How to Pass the Isomorphic Labs Software Engineer Interview in 2026

The Isomorphic Labs DNA (TL;DR)

Isomorphic Labs highly values deep scientific rigor, advanced AI/ML expertise, and innovative problem-solving within the drug discovery domain. Candidates are assessed on their ability to apply computational methods to biological challenges and collaborate effectively in an interdisciplinary environment.

The Isomorphic Labs Interview Loop

Your onsite loop will typically consist of 5 rounds.

  1. 1

    Round 1

    Recruiter Screen
    Motivation, role fit, logistics.
  2. 2

    Round 2

    Coding Screen
    LeetCode-medium algorithmic problems under time pressure.
  3. 3

    Round 3

    System Design
    Distributed systems, trade-offs at scale, architecture under constraints.
  4. 4

    Round 4

    Onsite Coding
    LeetCode-hard, debugging, code clarity, edge cases.
  5. 5

    Round 5

    Behavioral / Leadership
    Past evidence of ownership, influence, resolving conflict.

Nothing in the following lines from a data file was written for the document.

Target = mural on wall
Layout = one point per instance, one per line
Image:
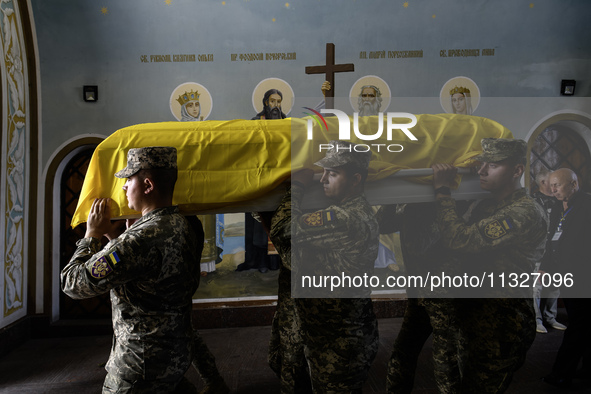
(370, 95)
(460, 95)
(415, 57)
(14, 131)
(272, 98)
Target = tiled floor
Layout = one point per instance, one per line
(75, 365)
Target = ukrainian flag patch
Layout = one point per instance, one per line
(497, 228)
(317, 219)
(101, 268)
(114, 258)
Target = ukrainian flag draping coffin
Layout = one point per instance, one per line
(230, 166)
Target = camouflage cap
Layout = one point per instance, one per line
(152, 157)
(341, 153)
(498, 149)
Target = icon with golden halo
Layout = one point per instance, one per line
(460, 95)
(190, 102)
(272, 98)
(370, 95)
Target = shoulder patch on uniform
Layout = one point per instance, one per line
(497, 228)
(317, 219)
(101, 268)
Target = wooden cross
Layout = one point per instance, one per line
(330, 69)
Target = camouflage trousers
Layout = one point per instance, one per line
(286, 349)
(422, 318)
(495, 337)
(340, 342)
(116, 385)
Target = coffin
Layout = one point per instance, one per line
(240, 165)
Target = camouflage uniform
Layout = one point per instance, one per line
(506, 236)
(340, 334)
(151, 286)
(426, 313)
(286, 348)
(152, 271)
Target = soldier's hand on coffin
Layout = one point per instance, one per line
(99, 219)
(304, 177)
(443, 175)
(117, 228)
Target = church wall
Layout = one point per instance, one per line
(140, 53)
(15, 164)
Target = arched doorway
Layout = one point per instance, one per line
(69, 182)
(562, 143)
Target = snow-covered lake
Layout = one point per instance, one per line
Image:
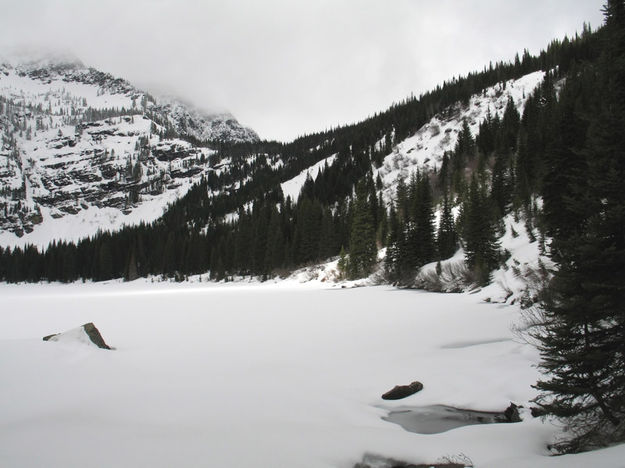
(281, 375)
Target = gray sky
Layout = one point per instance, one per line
(286, 68)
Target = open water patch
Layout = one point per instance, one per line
(435, 419)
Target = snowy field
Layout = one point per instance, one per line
(278, 375)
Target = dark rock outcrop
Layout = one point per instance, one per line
(92, 332)
(402, 391)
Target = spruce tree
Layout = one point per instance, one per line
(480, 237)
(362, 248)
(582, 335)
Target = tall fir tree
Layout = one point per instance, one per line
(362, 246)
(583, 332)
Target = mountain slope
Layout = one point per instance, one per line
(82, 151)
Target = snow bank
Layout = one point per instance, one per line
(261, 375)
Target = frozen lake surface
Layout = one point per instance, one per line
(279, 375)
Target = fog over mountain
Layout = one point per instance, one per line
(288, 68)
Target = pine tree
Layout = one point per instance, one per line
(447, 238)
(481, 245)
(362, 248)
(583, 337)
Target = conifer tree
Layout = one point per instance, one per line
(480, 239)
(447, 238)
(582, 338)
(362, 248)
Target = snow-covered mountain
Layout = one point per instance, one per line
(428, 145)
(82, 151)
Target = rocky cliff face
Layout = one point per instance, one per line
(84, 147)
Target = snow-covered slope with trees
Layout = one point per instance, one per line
(82, 151)
(428, 145)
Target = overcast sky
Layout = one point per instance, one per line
(286, 68)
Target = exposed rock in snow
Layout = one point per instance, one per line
(87, 334)
(83, 151)
(402, 391)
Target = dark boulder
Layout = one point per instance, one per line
(91, 331)
(402, 391)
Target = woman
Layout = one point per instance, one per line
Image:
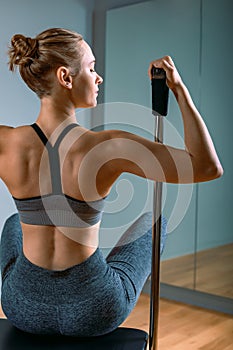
(55, 279)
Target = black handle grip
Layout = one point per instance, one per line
(160, 91)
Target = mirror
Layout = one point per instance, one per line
(198, 253)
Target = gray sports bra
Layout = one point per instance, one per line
(58, 209)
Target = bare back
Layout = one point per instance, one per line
(26, 176)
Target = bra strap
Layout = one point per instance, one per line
(54, 160)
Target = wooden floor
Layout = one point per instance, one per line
(214, 271)
(183, 327)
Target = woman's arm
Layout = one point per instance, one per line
(196, 163)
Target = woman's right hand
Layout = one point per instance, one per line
(173, 78)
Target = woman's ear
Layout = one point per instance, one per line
(64, 77)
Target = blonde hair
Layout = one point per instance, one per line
(38, 57)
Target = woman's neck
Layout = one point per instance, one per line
(53, 115)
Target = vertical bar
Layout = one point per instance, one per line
(155, 263)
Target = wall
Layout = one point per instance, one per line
(18, 105)
(196, 35)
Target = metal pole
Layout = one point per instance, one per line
(156, 233)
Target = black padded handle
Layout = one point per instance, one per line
(160, 91)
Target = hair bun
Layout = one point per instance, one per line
(23, 50)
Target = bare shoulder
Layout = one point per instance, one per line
(5, 136)
(10, 136)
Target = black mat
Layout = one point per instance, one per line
(120, 339)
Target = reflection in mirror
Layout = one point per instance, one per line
(198, 254)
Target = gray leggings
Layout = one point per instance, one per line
(88, 299)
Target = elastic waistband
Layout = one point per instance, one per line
(42, 285)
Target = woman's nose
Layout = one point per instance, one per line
(99, 79)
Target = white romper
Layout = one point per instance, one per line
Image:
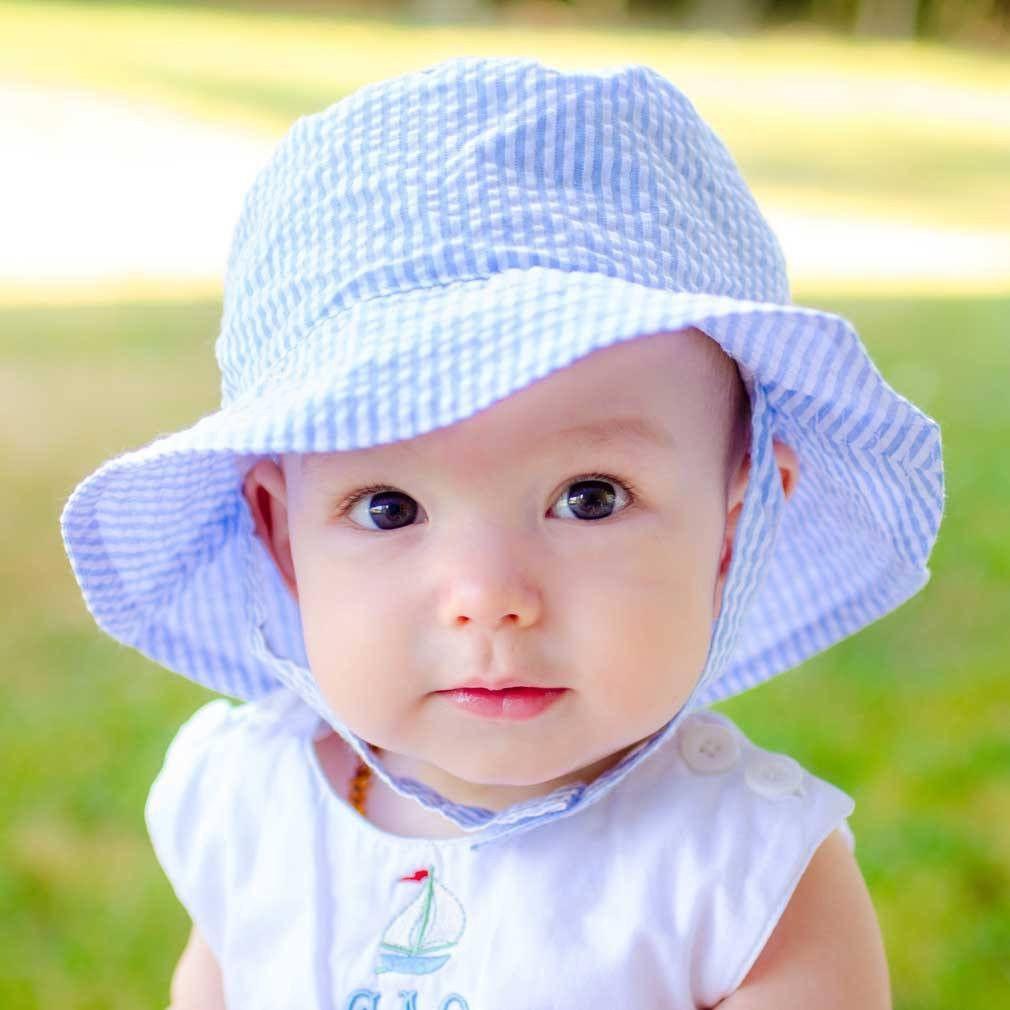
(661, 895)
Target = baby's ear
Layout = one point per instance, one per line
(266, 492)
(789, 466)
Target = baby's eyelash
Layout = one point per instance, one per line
(629, 488)
(348, 502)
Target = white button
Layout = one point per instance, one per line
(774, 776)
(708, 747)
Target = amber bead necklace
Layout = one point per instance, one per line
(360, 786)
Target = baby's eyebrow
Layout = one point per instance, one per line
(615, 428)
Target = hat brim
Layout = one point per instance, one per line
(159, 537)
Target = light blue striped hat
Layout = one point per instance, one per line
(436, 241)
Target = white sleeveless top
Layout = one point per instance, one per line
(662, 894)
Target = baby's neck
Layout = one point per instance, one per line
(405, 816)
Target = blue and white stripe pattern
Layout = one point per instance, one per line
(436, 241)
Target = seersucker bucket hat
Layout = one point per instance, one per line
(436, 241)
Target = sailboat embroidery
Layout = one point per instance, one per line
(431, 923)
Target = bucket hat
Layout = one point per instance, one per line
(436, 241)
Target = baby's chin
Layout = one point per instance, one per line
(537, 774)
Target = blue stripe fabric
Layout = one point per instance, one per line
(432, 243)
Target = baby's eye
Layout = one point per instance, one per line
(593, 497)
(386, 508)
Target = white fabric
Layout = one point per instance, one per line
(662, 894)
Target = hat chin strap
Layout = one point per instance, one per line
(763, 503)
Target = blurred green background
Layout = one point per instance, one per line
(909, 716)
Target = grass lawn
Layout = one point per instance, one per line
(909, 716)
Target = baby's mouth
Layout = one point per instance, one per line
(512, 703)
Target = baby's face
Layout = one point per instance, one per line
(518, 545)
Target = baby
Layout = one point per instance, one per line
(524, 460)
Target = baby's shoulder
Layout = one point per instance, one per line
(734, 798)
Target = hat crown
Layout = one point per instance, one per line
(478, 166)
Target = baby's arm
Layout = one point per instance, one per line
(196, 984)
(826, 951)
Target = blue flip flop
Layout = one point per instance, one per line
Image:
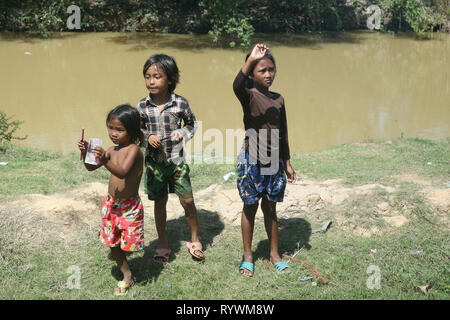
(280, 266)
(248, 266)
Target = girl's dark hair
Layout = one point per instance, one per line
(169, 66)
(267, 55)
(131, 120)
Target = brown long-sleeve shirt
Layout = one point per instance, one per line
(263, 112)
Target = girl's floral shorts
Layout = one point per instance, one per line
(122, 223)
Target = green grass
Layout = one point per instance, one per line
(38, 269)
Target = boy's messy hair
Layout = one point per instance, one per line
(169, 66)
(267, 55)
(131, 120)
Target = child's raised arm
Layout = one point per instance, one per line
(83, 146)
(120, 170)
(258, 52)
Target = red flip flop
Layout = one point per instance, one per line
(162, 255)
(194, 249)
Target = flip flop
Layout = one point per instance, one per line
(248, 266)
(280, 266)
(123, 285)
(162, 255)
(193, 247)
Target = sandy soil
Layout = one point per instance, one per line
(365, 210)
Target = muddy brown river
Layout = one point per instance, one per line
(339, 88)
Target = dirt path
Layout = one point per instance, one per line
(365, 210)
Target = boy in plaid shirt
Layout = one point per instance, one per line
(161, 114)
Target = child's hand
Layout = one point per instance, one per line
(290, 173)
(83, 145)
(176, 136)
(100, 154)
(258, 51)
(154, 141)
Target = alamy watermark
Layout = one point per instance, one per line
(374, 281)
(74, 280)
(74, 20)
(263, 147)
(374, 21)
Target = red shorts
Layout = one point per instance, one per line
(122, 223)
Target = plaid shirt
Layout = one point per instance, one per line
(163, 124)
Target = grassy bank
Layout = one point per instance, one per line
(34, 270)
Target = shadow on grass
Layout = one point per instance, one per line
(293, 234)
(146, 270)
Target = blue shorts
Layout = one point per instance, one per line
(253, 185)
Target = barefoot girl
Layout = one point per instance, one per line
(122, 226)
(266, 147)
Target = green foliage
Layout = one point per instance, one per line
(7, 129)
(413, 15)
(233, 22)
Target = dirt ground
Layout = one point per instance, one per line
(365, 210)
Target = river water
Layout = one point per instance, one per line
(339, 88)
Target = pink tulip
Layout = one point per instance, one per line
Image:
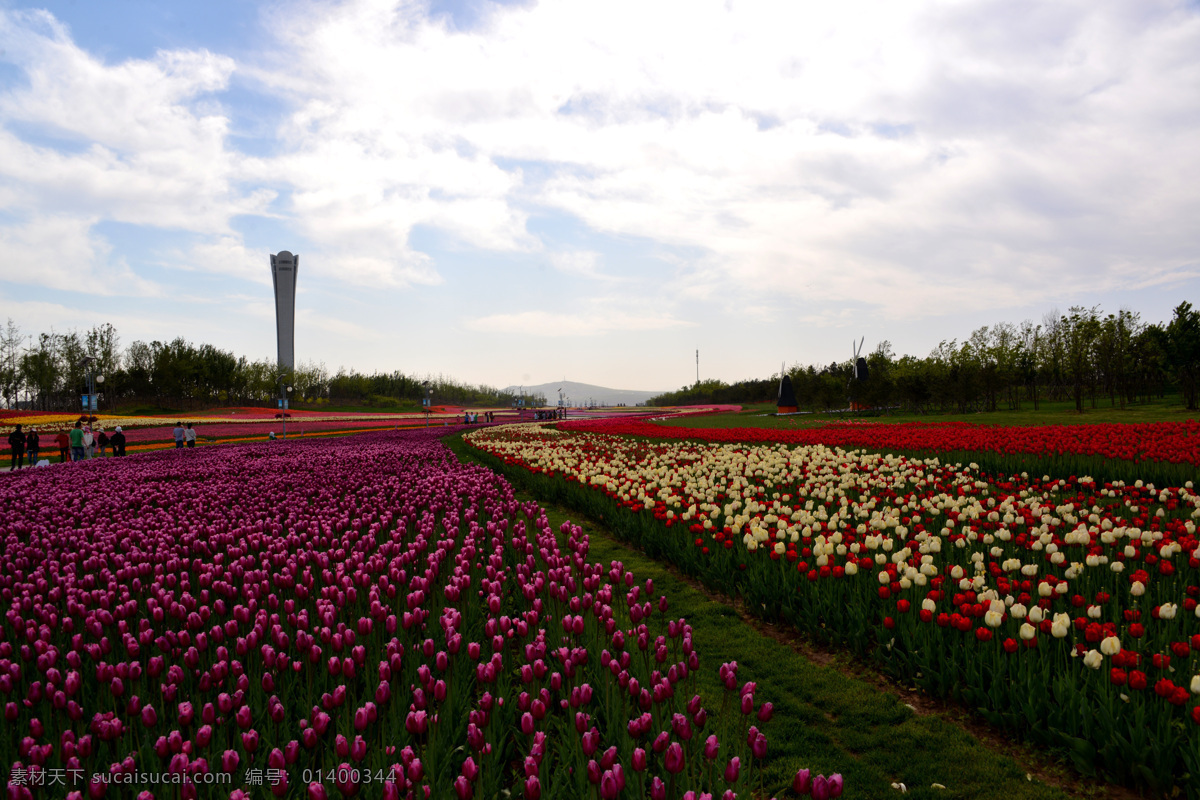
(760, 746)
(802, 783)
(673, 759)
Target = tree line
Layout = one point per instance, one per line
(52, 371)
(1084, 355)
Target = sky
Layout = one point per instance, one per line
(516, 192)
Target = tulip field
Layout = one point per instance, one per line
(367, 617)
(1060, 607)
(1164, 452)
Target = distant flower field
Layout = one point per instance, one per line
(1067, 609)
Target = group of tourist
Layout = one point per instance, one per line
(81, 444)
(184, 435)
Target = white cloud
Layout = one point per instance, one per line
(83, 142)
(61, 253)
(598, 317)
(915, 154)
(784, 160)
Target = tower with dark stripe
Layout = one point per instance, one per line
(283, 276)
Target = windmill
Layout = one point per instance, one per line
(858, 374)
(786, 402)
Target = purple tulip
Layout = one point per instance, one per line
(760, 746)
(802, 783)
(673, 759)
(609, 786)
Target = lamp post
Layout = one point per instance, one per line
(91, 405)
(283, 402)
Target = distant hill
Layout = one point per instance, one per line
(585, 394)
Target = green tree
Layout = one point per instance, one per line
(1183, 350)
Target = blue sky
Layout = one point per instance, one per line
(520, 192)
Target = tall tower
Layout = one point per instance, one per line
(283, 275)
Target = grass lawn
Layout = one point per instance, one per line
(1169, 409)
(827, 717)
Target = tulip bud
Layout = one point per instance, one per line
(673, 761)
(802, 783)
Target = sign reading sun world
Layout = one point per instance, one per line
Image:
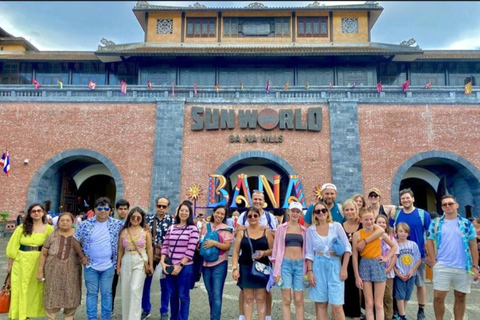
(267, 119)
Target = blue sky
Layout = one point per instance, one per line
(73, 25)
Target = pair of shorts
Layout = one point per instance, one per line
(443, 276)
(292, 274)
(403, 289)
(329, 288)
(372, 270)
(421, 274)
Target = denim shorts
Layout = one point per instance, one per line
(292, 274)
(403, 289)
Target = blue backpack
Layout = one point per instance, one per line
(211, 254)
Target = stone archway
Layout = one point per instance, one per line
(46, 183)
(456, 176)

The Danger Zone: Top Reasons Candidates Fail

Based on our database of Isomorphic Labs interview outcomes, avoid these common traps:

  • Not using a systematic debugging approach (e.g., print statements, debugger).
  • Not clearly articulating the technical details of the problem and solution.
  • Giving a generic answer about wanting to work at a cutting-edge company.
  • Not designing for efficient model serving and low-latency prediction.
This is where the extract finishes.